With all that understood, the movie was a relative failure at the box office, 'relative' being the operative word as its box office was a solid $41 million. Urban has referred to American sales of 750,000 DVDs in a single week, which I can't confirm but which sounds pretty high to me, and also to a lack of marketing, also tricky to confirm without speaking to someone in that department at Lionsgate. Even if someone trustworthy was willing and able to share numbers, what does marketing spend really mean a decade later, when DVDs are virtually history and the pandemic has taken a big bite out of the cinema industry?

Dredd's underperformance was undeserved. The film's quality is such that it easily stands aside broadly similar genre movies that did better numbers. Contemporary examples include Mad Max: Fury Road (2015), The Raid (2011) and Tron: Legacy (2010) among them, which recouped three, eight and two times their budget respectively but which few critics would, or actually did, regard as classics.

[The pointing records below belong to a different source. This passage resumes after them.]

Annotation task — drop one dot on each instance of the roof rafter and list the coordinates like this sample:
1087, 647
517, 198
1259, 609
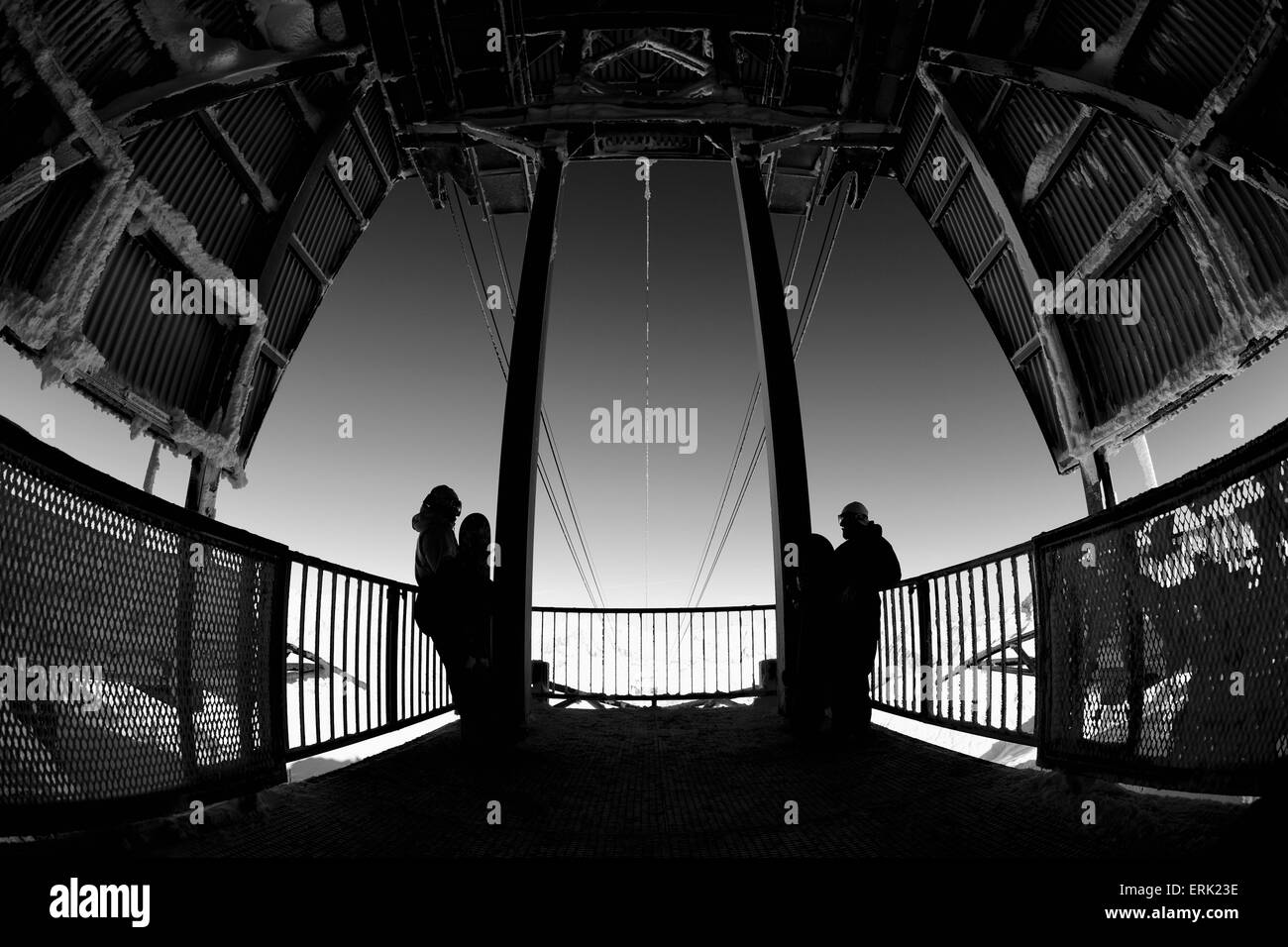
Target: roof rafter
1068, 401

Certainly, Dredd matches recent comic adaptations such as Watchmen (2009) and V For Vendetta (2005) with ease, and not simply because of the common ground it shares with their originator Alan Moore, who also worked on 2000AD. Darker, more innovative and much less eager to please than the biggest commercial comic adaptations from Marvel and DC, it's a serious, high-quality David aiming Lawgiver hotshots at those twin Goliaths of boring convention.

The biggest point here is that even if Dredd's performance was unspectacular, it established a commercial precedent for the character. Fan forums have been calling for a sequel and/or spinoff TV series for years, and I think the environment for it is finally here. Look at the success of low- to mid-budget productions from recent years from (say) Jordan Peele and Ari Aster: the thought of the Judge Dredd universe handled by the makers of Nope and Hereditary is mind-blowing.

Indie film producers - please make it happen. Someone has to: why not you?